Yet another job for Jared in Washington, D.C.

Daily Trump Tracker: The president sends his son-in-law to a meeting, and the Speaker tries to separate Trump and the Democrats

FILE PHOTO --  Ivanka Trump and her husband Jared Kushner watch as German Chancellor Angela Merkel and U.S. President Donald Trump hold a joint news conference in the East Room of the White House in Washington, U.S., March 17, 2017. (Jim Bourg/Reuters)

Ivanka Trump and her husband Jared Kushner watch as German Chancellor Angela Merkel and U.S. President Donald Trump hold a joint news conference on March 17, 2017. (Jim Bourg/Reuters)

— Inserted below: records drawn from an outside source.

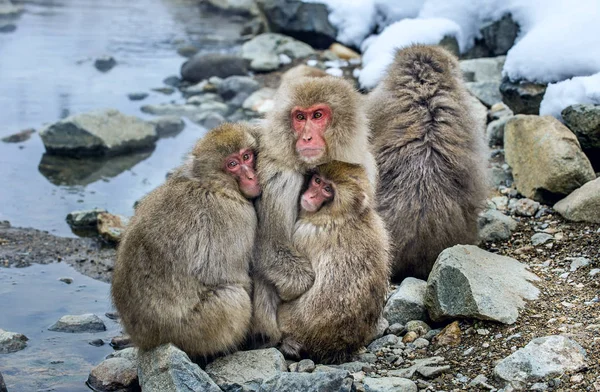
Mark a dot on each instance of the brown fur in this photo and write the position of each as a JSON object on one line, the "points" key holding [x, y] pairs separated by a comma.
{"points": [[347, 245], [279, 271], [182, 270], [431, 158]]}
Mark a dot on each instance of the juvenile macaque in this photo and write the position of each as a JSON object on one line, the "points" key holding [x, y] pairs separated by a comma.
{"points": [[315, 120], [182, 270], [346, 242], [430, 155]]}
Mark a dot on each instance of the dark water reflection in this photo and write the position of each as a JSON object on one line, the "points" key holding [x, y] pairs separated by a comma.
{"points": [[47, 73]]}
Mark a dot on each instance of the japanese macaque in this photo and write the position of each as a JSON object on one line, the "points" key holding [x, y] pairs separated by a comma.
{"points": [[182, 270], [315, 120], [346, 242], [431, 158]]}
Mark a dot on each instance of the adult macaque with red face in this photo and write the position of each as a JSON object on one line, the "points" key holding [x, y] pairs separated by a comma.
{"points": [[315, 120], [346, 242], [182, 270]]}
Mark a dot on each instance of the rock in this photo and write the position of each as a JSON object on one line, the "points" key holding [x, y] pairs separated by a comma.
{"points": [[19, 137], [105, 63], [545, 157], [540, 238], [343, 52], [522, 97], [500, 35], [236, 89], [111, 227], [246, 370], [584, 121], [487, 92], [78, 324], [137, 96], [308, 22], [168, 125], [114, 374], [334, 381], [106, 132], [389, 384], [385, 341], [11, 342], [260, 101], [548, 356], [583, 204], [495, 226], [266, 48], [449, 336], [84, 218], [469, 282], [203, 66], [407, 302], [168, 369]]}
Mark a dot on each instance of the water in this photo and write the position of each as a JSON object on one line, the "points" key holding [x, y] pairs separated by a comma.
{"points": [[47, 73]]}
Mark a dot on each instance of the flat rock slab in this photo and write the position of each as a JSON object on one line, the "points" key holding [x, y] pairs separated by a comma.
{"points": [[583, 205], [106, 132], [11, 342], [407, 302], [168, 369], [548, 356], [333, 381], [389, 384], [246, 370], [469, 282], [78, 324], [546, 159]]}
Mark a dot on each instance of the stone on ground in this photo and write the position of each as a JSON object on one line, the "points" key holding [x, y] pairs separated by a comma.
{"points": [[78, 324], [106, 132], [583, 205], [168, 369], [547, 356], [545, 157], [246, 369], [469, 282]]}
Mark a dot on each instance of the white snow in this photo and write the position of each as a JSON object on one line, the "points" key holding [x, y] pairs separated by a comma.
{"points": [[582, 89], [380, 52]]}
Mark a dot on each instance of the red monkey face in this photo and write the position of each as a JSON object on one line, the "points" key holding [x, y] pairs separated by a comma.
{"points": [[319, 191], [241, 166], [310, 125]]}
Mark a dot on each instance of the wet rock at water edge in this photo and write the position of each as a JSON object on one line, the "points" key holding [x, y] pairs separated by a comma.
{"points": [[105, 63], [106, 132], [469, 282], [204, 66], [78, 324], [542, 357], [19, 137], [11, 342]]}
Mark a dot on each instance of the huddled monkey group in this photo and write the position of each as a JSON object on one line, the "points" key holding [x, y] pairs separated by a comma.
{"points": [[287, 233]]}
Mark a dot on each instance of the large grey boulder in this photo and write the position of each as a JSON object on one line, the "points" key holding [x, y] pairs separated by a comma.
{"points": [[246, 370], [584, 121], [407, 302], [308, 22], [469, 282], [204, 66], [548, 356], [583, 205], [106, 132], [546, 159], [11, 342], [331, 381], [168, 369], [522, 97]]}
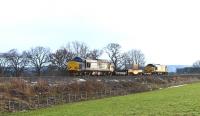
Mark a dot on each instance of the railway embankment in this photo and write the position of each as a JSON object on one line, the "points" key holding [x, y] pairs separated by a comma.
{"points": [[25, 93]]}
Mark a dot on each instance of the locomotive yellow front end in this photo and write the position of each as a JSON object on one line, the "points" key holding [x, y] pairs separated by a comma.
{"points": [[73, 66]]}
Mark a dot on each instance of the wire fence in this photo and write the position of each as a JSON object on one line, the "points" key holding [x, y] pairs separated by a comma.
{"points": [[20, 103], [41, 101]]}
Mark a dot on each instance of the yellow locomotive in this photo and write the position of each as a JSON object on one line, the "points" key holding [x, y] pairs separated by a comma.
{"points": [[155, 69], [80, 66]]}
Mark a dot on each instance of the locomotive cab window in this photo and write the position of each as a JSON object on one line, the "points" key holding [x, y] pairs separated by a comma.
{"points": [[88, 65]]}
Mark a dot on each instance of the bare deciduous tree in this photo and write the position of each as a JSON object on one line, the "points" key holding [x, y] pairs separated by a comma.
{"points": [[60, 57], [78, 48], [113, 51], [196, 64], [135, 57], [16, 61], [39, 58]]}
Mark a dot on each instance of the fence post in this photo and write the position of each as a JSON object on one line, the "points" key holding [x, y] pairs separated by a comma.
{"points": [[86, 95], [47, 101], [69, 97]]}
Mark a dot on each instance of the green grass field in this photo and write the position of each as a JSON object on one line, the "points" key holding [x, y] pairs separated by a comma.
{"points": [[177, 101]]}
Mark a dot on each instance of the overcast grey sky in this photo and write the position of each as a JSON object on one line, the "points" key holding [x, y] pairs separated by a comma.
{"points": [[167, 31]]}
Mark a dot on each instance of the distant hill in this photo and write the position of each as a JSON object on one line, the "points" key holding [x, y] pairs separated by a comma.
{"points": [[172, 68]]}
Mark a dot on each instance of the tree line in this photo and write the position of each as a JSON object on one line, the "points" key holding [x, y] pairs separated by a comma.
{"points": [[39, 60]]}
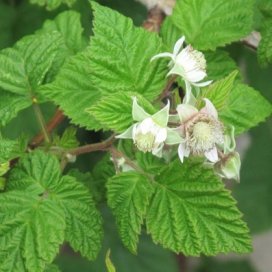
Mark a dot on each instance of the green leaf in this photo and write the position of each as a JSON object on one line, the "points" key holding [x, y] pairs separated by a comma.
{"points": [[219, 91], [84, 224], [10, 149], [31, 231], [40, 210], [68, 25], [52, 268], [7, 16], [115, 111], [73, 83], [264, 51], [67, 140], [121, 55], [128, 196], [109, 264], [191, 212], [209, 24], [23, 69], [10, 105], [219, 64], [245, 108], [52, 4]]}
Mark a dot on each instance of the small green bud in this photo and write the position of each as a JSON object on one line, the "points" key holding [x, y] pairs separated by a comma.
{"points": [[4, 167], [229, 167]]}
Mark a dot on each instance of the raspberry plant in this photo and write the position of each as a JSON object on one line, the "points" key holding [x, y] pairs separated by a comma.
{"points": [[168, 178]]}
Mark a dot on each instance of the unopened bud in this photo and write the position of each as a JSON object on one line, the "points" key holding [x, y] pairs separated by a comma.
{"points": [[229, 167]]}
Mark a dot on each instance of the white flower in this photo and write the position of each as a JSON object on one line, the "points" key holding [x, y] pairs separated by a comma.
{"points": [[201, 130], [188, 63], [150, 133]]}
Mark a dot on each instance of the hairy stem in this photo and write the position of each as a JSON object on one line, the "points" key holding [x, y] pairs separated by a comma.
{"points": [[41, 121], [53, 123], [103, 146]]}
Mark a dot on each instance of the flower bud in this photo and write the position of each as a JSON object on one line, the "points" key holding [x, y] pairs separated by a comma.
{"points": [[229, 167]]}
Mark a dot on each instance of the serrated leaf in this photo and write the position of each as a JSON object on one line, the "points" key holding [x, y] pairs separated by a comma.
{"points": [[52, 4], [37, 214], [84, 224], [10, 105], [73, 83], [67, 140], [245, 108], [121, 55], [264, 51], [10, 149], [219, 64], [218, 92], [128, 197], [191, 212], [52, 268], [210, 24], [68, 25], [32, 228], [115, 111], [23, 69], [109, 264]]}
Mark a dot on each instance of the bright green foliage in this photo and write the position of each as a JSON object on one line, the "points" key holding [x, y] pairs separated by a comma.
{"points": [[128, 196], [219, 64], [73, 90], [219, 91], [52, 4], [52, 268], [115, 111], [23, 69], [121, 55], [42, 209], [10, 149], [67, 140], [68, 25], [7, 15], [245, 109], [209, 24], [191, 212], [109, 264], [265, 47]]}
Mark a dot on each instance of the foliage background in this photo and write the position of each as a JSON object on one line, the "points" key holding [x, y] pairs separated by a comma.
{"points": [[19, 18]]}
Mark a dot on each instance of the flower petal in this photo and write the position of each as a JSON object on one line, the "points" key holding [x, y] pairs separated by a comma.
{"points": [[183, 152], [209, 108], [138, 113], [173, 137], [163, 55], [127, 134], [178, 45], [176, 70], [189, 98], [203, 84], [186, 111], [212, 155], [158, 151], [161, 117], [161, 135]]}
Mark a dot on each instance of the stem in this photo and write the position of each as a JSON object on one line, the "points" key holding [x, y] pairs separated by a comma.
{"points": [[54, 122], [103, 146], [167, 88], [40, 119]]}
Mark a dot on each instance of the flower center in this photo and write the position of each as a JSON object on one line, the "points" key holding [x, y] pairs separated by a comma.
{"points": [[198, 57], [145, 142], [203, 133]]}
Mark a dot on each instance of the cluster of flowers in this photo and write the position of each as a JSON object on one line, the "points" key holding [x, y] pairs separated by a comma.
{"points": [[199, 132]]}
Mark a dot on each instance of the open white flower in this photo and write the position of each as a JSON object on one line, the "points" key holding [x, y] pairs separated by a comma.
{"points": [[201, 130], [188, 63], [150, 133]]}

For the man who has everything
Donald Trump has already tasked son-in-law Jared Kushner with such simple tasks as remaking the government in the image of business and facilitating peace in the Middle East. He’s totally free to take one more intractable, complicated and immensely-consequential-for-people-who-aren’t-rich-and-white issue. So when the president needed to send someone to a meeting on criminal justice reform with two key members of the Senate judiciary committee, he naturally dispatched Kushner.

You can’t be friends with them—you’re my friend
The Republican healthcare plan may have fallen to intra-party squabbling, but Paul Ryan says that doesn’t mean the president can just cross the aisle and start talking to the other side. The Speaker doesn’t want Trump fraternizing with Democrats on Obamacare reform, he confessed to CBS This Morning. At least one Republican senator found Ryan’s kindergarten logic worthy of a subtweet.

You take my state, I’ll take yours
The Scots weren’t too happy when the Donald caught Brexit fever on a trip to (where else?) his South Ayrshire golf course last summer. His subsequent palling around with EU-phobe Nigel Farage and exhortations to other countries to follow Britain’s lead haven’t endeared him to Jean-Claude Juncker. The European Commission president joked he might return the union-rending favour by encouraging “Ohio and Austin, Texas” to secede.

Deus ex Georgina
The hottest new accessory for a nativist political campaign? The supposed opposition of globalist Big Bad George Soros. It’s become an article of faith on the right that protestors are being paid to show up to anti-Trump demonstrations—the Toronto Sun recently fell face-first for an online hoax to that effect—and the billionaire investor and philanthropist is often tabbed as the likely paymaster. Virginia Republican gubernatorial hopeful Corey Stewart today got in on the action, tweeting that he’d been told Soros was “targeting this race.” Stewart, who chaired Trump’s campaign in the state, is running a pretty distant second in the primary.

Airstrikes accelerate in Yemen and Somalia
Since Trump took office, drone flybys over al-Rawdah in central Yemen have ramped up from weekly to daily, according to a family whose men have been picked off one and two at a time since 2011. The president has also reportedly loosened the reins on commanders running airstrikes in Somalia.